What on Earth are we to make of British Prime Minister Theresa May’s latest Hail Mary pass—her attempt to work with her arch-enemy, Labour Party Leader Jeremy Corbyn, to save the British economy from crashing out of the EU, and possibly save her own neck.
The Brits, unlike the Germans and other continentals, tend to avoid grand coalitions. The U.K., has had only one such successful coalition, Winston Churchill's wartime government, which included Labour leader Clement Attlee as deputy prime minister, and several other Labour figures in key positions. This was done only because of the wartime emergency.
The one Labour prime minister who agreed to govern with the Conservatives, Ramsay MacDonald in the 1920s and 1930s, is widely remembered as a traitor and a failure. Reliant on Tory votes, he pushed austerity cuts in the face of depression, and presided over a collapse of Labour support.

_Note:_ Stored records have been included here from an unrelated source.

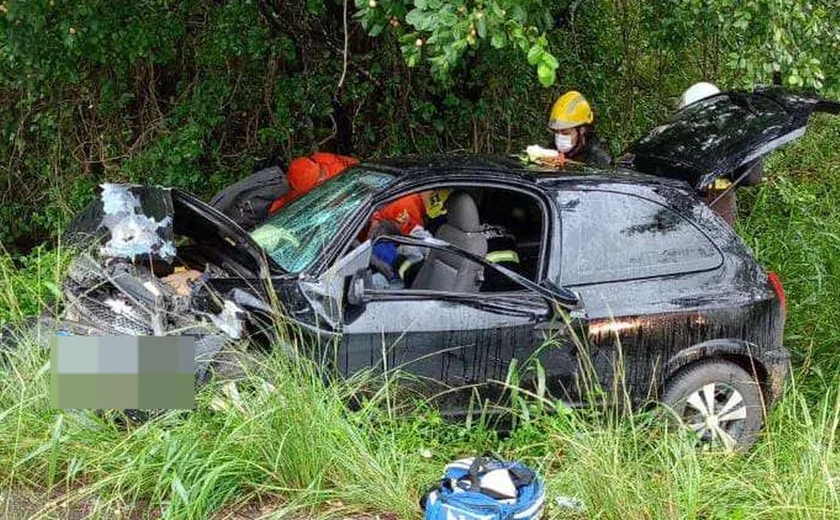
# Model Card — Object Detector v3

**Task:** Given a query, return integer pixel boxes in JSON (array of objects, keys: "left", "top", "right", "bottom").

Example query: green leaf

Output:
[
  {"left": 476, "top": 16, "right": 487, "bottom": 39},
  {"left": 537, "top": 62, "right": 555, "bottom": 87},
  {"left": 733, "top": 18, "right": 748, "bottom": 30},
  {"left": 438, "top": 9, "right": 458, "bottom": 26},
  {"left": 405, "top": 8, "right": 430, "bottom": 30},
  {"left": 490, "top": 1, "right": 504, "bottom": 17},
  {"left": 491, "top": 31, "right": 506, "bottom": 49},
  {"left": 527, "top": 44, "right": 543, "bottom": 65},
  {"left": 369, "top": 23, "right": 385, "bottom": 37}
]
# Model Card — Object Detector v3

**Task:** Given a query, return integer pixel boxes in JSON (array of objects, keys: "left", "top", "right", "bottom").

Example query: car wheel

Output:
[{"left": 662, "top": 360, "right": 764, "bottom": 450}]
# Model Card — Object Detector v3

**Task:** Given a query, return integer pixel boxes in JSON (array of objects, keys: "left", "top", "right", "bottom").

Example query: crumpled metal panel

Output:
[
  {"left": 99, "top": 184, "right": 177, "bottom": 261},
  {"left": 61, "top": 252, "right": 255, "bottom": 383}
]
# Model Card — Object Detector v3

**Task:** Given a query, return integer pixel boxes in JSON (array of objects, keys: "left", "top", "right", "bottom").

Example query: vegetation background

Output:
[{"left": 1, "top": 0, "right": 840, "bottom": 518}]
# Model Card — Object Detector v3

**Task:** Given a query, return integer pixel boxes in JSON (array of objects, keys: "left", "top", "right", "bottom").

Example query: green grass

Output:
[
  {"left": 2, "top": 117, "right": 840, "bottom": 518},
  {"left": 738, "top": 114, "right": 840, "bottom": 392},
  {"left": 0, "top": 245, "right": 67, "bottom": 327}
]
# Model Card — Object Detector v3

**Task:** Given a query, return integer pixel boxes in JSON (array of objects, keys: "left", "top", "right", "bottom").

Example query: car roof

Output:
[{"left": 360, "top": 153, "right": 695, "bottom": 197}]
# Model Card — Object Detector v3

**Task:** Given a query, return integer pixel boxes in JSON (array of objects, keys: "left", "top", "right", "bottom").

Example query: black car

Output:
[{"left": 60, "top": 87, "right": 838, "bottom": 449}]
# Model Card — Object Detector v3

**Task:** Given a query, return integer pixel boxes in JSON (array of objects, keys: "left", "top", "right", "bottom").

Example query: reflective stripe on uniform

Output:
[
  {"left": 486, "top": 250, "right": 520, "bottom": 264},
  {"left": 398, "top": 259, "right": 416, "bottom": 280}
]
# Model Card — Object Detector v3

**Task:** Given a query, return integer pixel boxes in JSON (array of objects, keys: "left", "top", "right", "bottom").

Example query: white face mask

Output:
[{"left": 554, "top": 132, "right": 575, "bottom": 152}]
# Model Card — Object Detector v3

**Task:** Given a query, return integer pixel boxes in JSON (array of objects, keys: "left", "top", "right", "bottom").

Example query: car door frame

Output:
[
  {"left": 554, "top": 184, "right": 733, "bottom": 403},
  {"left": 336, "top": 236, "right": 577, "bottom": 413},
  {"left": 314, "top": 170, "right": 562, "bottom": 285},
  {"left": 298, "top": 173, "right": 586, "bottom": 411}
]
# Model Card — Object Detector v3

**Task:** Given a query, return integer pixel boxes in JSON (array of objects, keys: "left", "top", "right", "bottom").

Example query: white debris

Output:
[
  {"left": 101, "top": 183, "right": 140, "bottom": 214},
  {"left": 208, "top": 300, "right": 246, "bottom": 339},
  {"left": 555, "top": 495, "right": 585, "bottom": 512},
  {"left": 104, "top": 298, "right": 134, "bottom": 316},
  {"left": 99, "top": 184, "right": 176, "bottom": 261},
  {"left": 143, "top": 280, "right": 162, "bottom": 297},
  {"left": 526, "top": 144, "right": 559, "bottom": 162}
]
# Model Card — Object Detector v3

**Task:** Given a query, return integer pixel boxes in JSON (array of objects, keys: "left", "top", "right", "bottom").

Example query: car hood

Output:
[
  {"left": 622, "top": 87, "right": 840, "bottom": 190},
  {"left": 65, "top": 184, "right": 283, "bottom": 275}
]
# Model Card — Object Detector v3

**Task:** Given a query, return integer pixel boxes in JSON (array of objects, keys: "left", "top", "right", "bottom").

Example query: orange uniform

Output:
[
  {"left": 268, "top": 153, "right": 359, "bottom": 215},
  {"left": 372, "top": 193, "right": 426, "bottom": 235}
]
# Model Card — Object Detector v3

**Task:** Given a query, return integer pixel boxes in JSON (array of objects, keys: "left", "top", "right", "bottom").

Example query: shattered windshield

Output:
[{"left": 251, "top": 168, "right": 394, "bottom": 273}]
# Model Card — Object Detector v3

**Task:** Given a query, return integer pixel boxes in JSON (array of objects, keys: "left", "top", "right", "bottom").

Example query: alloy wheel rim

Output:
[{"left": 683, "top": 382, "right": 747, "bottom": 450}]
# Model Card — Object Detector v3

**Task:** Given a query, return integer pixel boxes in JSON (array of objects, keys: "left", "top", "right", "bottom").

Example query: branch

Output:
[{"left": 337, "top": 0, "right": 350, "bottom": 90}]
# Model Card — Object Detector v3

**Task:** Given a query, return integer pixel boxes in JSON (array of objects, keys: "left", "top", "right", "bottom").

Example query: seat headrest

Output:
[{"left": 446, "top": 192, "right": 481, "bottom": 232}]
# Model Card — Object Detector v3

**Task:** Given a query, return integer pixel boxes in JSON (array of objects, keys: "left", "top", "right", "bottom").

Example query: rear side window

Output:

May, of course, is not proposing a literal coalition government with Corbyn. She is only working to see if Corbyn and the Labour leadership will join her to save Britain from a rapidly escalating catastrophe. But the analogy is all too real, since this is Britain's most dire emergency since World War II.
The Wall Street Journal recently reported that British manufacturers have been engaged in panic stockpiling of materials (“hoarding like it’s wartime”) for fear of massive disruption of supply chains if Britain were to crash out of the EU.
May, who never really liked the Brexit hard liners but joined their cause out of sheer opportunism, blinked first. It's bad enough that she will be remembered as the second successive Tory prime minister who crashed her career on the fantasies of Brexit. It would be that much the worse to be remembered as the leader who destroyed the British economy.
As May's negotiations with Corbyn conclude their third day, the most plausible deal would be for Britain to stay in the customs union with the EU, and follow most EU rules, but not allow free movement of migrant workers, as the EU treaty requires. But even if May were to agree to that deal, it's not at all clear that EU leaders would go along.
Both Labour and the Tories are really two parties each when it comes to Brexit. The commercial, global wing of the Tories want to stay in; the nationalist, anti-immigrant conservatives want to get out. And on the labor side, cosmopolitan London feels part of Europe, while battered industrial Britain can't see what the EU has ever done for them except to loose a plague of low-wage workers from Eastern Europe.
Hard-liners in both parties are wary of a May-Corbyn deal. This shift also represents a role reversal and a risk for for Corbyn, who has been anti-EU through his career. Yet if he can save the day, that achievement would pave his way to Downing Street.
It does look as if Britain has pulled back from the brink. The end game of all this could well be a second referendum, and then a new general election.
And that could also follow a precedent of Churchill's wartime grand coalition. Churchill saved Britain from Hitler, but in July 1945 the grateful Brits tossed the old bulldog out, in favor of a Labour government that won the greatest landslide ever.